Lexicology presents a wide area of knowledge. Within its scope we find historical lexicology, which traces historical changes of words in the course of language development; comparative lexicology, studying closely related languages from the point of view of correlations between related languages; contrastive lexicology, which aims at establishing facts of typological similarities and differences between both related and unrelated languages; descriptive lexicology, analyzing the current state of the lexical plane of language in all its entirety; applied lexicology, covering terminology and lexicography; computational lexicology, dealing with the computational study of dictionaries and their contents, and some other disciplines dealing with word studies. Adjacent fields of linguistic inquiry are onomasiology, terminology, semantics, phraseology, etc. The relation of lexicology to linguistic semantics is still a matter for debate, as is it to word-formation, which many schools include in lexicology (it is an approach that is also taken by the present book). Linguistic semantics is closest in its focus to lexicology, but it studies issues in more depth, while lexicology is broader in the scope of problems it addresses. Descriptive lexicology can make different things its primary object of study depending on your theoretical frame of reference. It can be (a) semasiology-oriented, in which case it aims at a comprehensive study of various aspects of words’ meanings; (b) onomasiology-oriented and address issues of word designation, ways of nomination and questions of motivatedness behind designations; (c) semiotics-oriented, which means it explores words as a function of signs; (d) sociology-oriented, which focuses on social stratification of vocabulary, its variation (social and regional) and language change; and, finally (d) functional, which looks at how lexical units function in actual speech and writing [Selivanova, 2006 : 281].
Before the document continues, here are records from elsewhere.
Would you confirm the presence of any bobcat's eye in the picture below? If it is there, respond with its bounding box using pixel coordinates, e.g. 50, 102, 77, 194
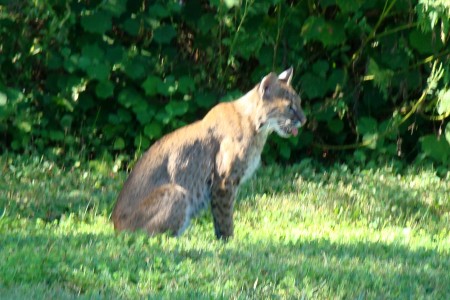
289, 104, 296, 113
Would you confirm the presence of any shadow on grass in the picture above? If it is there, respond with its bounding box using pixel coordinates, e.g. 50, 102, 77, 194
0, 232, 450, 299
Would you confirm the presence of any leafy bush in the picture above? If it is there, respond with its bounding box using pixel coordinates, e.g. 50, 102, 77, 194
0, 0, 450, 166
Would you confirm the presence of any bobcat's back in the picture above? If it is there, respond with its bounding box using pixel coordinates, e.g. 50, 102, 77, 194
112, 69, 306, 238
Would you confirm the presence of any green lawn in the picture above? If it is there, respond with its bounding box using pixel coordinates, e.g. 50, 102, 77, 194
0, 156, 450, 299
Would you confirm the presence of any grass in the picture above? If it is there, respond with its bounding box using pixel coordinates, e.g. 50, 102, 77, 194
0, 156, 450, 299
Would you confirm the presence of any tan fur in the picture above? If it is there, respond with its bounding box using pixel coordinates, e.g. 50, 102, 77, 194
112, 68, 306, 238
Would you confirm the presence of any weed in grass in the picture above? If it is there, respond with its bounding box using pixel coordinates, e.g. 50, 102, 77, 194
0, 157, 450, 299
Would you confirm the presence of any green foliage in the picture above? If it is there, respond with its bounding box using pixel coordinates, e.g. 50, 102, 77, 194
0, 156, 450, 299
0, 0, 450, 167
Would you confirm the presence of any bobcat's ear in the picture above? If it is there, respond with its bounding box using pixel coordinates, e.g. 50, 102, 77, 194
278, 67, 294, 85
258, 73, 277, 98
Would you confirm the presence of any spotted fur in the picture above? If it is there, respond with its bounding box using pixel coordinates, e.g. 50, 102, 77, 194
112, 68, 306, 238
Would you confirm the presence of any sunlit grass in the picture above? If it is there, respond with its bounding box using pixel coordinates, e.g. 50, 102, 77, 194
0, 157, 450, 299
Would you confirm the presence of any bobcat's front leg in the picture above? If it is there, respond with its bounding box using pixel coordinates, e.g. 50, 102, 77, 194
211, 180, 237, 240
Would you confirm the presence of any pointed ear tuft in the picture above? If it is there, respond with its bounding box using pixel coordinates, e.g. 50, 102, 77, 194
278, 67, 294, 85
259, 73, 277, 97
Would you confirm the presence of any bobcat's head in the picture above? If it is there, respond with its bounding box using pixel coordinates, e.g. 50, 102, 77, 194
257, 67, 306, 137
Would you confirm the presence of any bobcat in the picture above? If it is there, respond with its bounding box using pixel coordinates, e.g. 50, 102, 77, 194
112, 67, 306, 239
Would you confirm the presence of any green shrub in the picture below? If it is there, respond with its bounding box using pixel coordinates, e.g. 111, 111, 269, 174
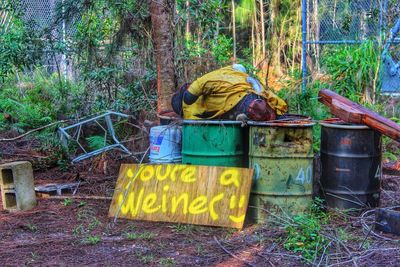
321, 40, 381, 103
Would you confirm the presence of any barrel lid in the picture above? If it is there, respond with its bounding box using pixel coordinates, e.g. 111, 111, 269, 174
319, 118, 371, 130
183, 120, 242, 125
247, 120, 315, 128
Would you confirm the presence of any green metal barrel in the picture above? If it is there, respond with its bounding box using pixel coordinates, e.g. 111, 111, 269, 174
182, 120, 247, 167
248, 120, 314, 223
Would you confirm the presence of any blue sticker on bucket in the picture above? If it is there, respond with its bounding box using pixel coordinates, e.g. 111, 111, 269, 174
150, 134, 164, 146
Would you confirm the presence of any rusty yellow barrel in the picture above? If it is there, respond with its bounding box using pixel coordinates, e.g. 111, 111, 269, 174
248, 120, 314, 223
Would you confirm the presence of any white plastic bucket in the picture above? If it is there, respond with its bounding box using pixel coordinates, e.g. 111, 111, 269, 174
149, 125, 182, 163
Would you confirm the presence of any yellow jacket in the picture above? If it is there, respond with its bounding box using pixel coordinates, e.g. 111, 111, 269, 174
183, 66, 287, 120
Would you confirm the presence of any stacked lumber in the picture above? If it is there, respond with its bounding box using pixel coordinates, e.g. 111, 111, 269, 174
318, 90, 400, 142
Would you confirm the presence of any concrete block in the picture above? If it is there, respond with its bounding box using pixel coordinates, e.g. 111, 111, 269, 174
0, 161, 33, 189
0, 161, 36, 211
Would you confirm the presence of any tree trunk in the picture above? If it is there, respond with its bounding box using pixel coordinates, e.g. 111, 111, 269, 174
185, 0, 191, 41
150, 0, 176, 114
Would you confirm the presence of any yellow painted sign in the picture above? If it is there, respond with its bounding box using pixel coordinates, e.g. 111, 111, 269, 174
109, 164, 253, 229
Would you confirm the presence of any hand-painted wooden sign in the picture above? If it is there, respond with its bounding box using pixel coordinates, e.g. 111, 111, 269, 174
109, 164, 253, 229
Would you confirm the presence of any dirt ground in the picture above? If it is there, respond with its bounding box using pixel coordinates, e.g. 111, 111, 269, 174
0, 147, 400, 266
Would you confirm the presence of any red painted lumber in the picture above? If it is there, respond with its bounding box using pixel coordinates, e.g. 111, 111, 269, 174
318, 90, 400, 142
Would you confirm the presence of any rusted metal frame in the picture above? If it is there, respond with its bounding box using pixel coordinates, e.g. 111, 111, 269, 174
59, 111, 132, 163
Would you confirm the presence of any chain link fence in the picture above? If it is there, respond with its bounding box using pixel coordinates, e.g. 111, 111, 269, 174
302, 0, 400, 92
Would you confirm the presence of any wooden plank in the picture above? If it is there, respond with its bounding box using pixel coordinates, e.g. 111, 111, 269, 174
109, 164, 253, 229
318, 90, 400, 142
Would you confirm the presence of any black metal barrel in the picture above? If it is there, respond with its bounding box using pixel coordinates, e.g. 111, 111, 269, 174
320, 120, 382, 210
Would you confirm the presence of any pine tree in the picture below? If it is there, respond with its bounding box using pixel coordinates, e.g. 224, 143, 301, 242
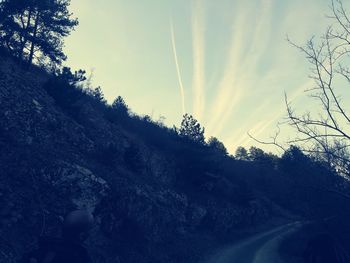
179, 113, 205, 144
0, 0, 78, 64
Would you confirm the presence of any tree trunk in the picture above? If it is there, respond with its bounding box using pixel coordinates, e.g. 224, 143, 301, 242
28, 11, 40, 65
20, 7, 32, 59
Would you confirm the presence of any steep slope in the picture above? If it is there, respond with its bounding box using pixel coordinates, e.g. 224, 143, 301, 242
0, 56, 288, 263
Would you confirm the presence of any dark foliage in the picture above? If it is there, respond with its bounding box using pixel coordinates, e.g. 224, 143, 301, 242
179, 113, 205, 144
0, 0, 78, 64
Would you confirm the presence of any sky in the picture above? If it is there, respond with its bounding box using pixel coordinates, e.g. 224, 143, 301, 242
64, 0, 330, 153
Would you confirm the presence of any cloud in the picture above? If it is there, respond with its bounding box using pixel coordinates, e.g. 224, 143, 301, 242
170, 19, 186, 114
225, 80, 314, 153
192, 0, 205, 120
208, 0, 272, 135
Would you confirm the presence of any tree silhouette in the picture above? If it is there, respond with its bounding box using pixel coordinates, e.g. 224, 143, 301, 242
235, 146, 249, 161
179, 113, 205, 144
112, 96, 129, 115
285, 0, 350, 175
208, 137, 227, 155
0, 0, 78, 64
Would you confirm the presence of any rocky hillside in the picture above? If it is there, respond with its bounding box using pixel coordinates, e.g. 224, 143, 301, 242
0, 55, 290, 263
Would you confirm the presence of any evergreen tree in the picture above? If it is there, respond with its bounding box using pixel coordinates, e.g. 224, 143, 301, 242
179, 113, 205, 144
0, 0, 78, 64
235, 146, 249, 161
112, 96, 129, 115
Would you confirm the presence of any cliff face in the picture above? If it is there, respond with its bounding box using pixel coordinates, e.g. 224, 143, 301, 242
0, 56, 284, 263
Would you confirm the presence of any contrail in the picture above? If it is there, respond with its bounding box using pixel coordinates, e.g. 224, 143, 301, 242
170, 19, 186, 114
192, 0, 205, 120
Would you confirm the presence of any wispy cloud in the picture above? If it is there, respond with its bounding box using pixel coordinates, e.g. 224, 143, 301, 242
208, 0, 272, 139
192, 0, 205, 120
226, 80, 314, 152
170, 19, 186, 114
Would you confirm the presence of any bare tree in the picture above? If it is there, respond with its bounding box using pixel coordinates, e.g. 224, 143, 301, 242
285, 0, 350, 175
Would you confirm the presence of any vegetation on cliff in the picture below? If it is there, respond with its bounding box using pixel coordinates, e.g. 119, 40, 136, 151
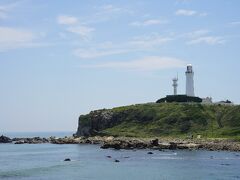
76, 103, 240, 138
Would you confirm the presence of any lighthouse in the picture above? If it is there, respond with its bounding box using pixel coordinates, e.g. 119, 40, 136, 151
185, 64, 195, 96
173, 78, 178, 96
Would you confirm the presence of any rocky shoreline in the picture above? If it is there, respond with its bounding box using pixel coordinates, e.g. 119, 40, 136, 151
0, 135, 240, 151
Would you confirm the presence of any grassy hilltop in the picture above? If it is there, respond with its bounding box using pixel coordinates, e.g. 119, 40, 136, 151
77, 103, 240, 139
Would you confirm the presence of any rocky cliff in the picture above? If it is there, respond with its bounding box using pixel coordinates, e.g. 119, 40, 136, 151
76, 103, 240, 137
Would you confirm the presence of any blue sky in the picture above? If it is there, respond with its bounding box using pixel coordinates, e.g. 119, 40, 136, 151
0, 0, 240, 132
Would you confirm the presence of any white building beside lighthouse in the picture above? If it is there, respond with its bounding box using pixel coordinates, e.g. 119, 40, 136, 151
185, 64, 195, 96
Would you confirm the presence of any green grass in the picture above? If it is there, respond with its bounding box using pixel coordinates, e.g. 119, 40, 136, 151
79, 103, 240, 139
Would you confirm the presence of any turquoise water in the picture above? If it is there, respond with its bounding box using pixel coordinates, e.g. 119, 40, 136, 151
0, 131, 240, 180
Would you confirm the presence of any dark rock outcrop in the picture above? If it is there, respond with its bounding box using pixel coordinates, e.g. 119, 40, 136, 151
64, 158, 71, 161
0, 135, 12, 143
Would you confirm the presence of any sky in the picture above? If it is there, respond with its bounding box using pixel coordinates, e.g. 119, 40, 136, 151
0, 0, 240, 132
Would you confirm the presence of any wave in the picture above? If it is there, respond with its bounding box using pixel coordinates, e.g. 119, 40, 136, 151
0, 163, 72, 179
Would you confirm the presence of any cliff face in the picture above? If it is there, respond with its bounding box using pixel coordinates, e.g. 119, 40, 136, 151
76, 103, 240, 137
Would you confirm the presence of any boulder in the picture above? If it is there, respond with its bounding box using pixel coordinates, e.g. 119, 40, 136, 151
64, 158, 71, 161
0, 135, 12, 143
151, 139, 159, 146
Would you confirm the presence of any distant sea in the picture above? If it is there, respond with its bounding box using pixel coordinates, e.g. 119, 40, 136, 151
0, 131, 75, 138
0, 132, 240, 180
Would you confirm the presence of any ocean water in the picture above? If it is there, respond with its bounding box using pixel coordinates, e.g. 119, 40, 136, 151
0, 131, 240, 180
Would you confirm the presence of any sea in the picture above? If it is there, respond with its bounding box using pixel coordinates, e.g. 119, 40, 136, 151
0, 132, 240, 180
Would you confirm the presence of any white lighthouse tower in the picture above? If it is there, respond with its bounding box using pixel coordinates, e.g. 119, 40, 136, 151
173, 77, 178, 96
185, 64, 195, 96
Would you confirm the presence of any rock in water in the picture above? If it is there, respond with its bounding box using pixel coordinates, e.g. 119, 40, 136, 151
151, 139, 159, 146
64, 158, 71, 161
0, 135, 12, 143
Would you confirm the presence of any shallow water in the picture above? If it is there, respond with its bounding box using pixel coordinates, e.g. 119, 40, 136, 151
0, 144, 240, 180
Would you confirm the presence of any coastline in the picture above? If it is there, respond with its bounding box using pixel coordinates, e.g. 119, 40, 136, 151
0, 136, 240, 152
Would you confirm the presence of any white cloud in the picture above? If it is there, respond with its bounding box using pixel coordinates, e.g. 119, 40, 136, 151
230, 21, 240, 26
187, 36, 225, 45
74, 48, 128, 59
130, 19, 168, 26
175, 9, 208, 17
183, 29, 210, 38
73, 34, 172, 59
0, 27, 36, 51
175, 9, 197, 16
182, 29, 225, 45
101, 4, 122, 13
129, 34, 173, 48
67, 25, 95, 39
81, 56, 186, 71
0, 10, 8, 19
57, 15, 78, 25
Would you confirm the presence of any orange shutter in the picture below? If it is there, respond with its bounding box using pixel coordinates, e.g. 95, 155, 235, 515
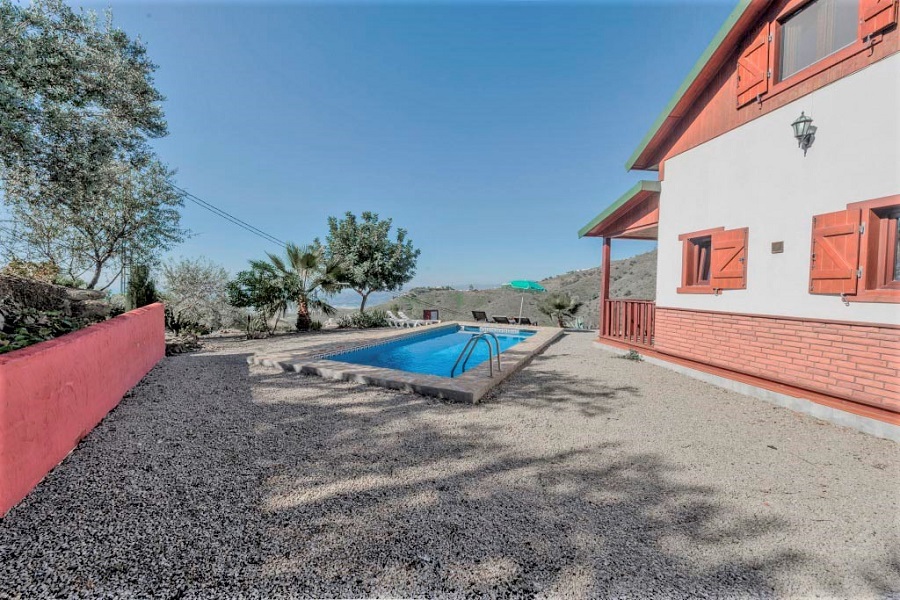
859, 0, 897, 40
737, 23, 769, 106
709, 227, 748, 290
809, 208, 860, 294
Present-day lexicology makes use of a wide range of methods of linguistic inquiry, most notably contrastive, distributional, componential, oppositional, transformational analysis, etymological analysis, lexico-semantic analysis, cognitive-onomasiological analysis, semantic structure analysis, conceptual analysis, all kinds of statistical methods etc.
Lexicology as a separate field of linguistic inquiry did not take shape until structural linguistics became firmly established on the linguistic scene in the early 20th century. It has to be pointed out, however, that the term “lexicology” itself was introduced as early as 1765 by D.Diderot and J.D’Alambert, who viewed lexicology as one of the branches of linguistics alongside syntax. The first attempts to make sense of and systematize the word-stock of language were made by the scholars of the Prague Linguistic Circle as well as German linguists working in the Neo-Humboldt tradition, notably L.Weisherber, J.Trier, H.Ipsen, V.Porzig and others. It must be noted, however, that even before them, these questions were given considerable attention by the Ukrainian linguist O.Potebnia and Russian semasiologist M.Pokrovsky.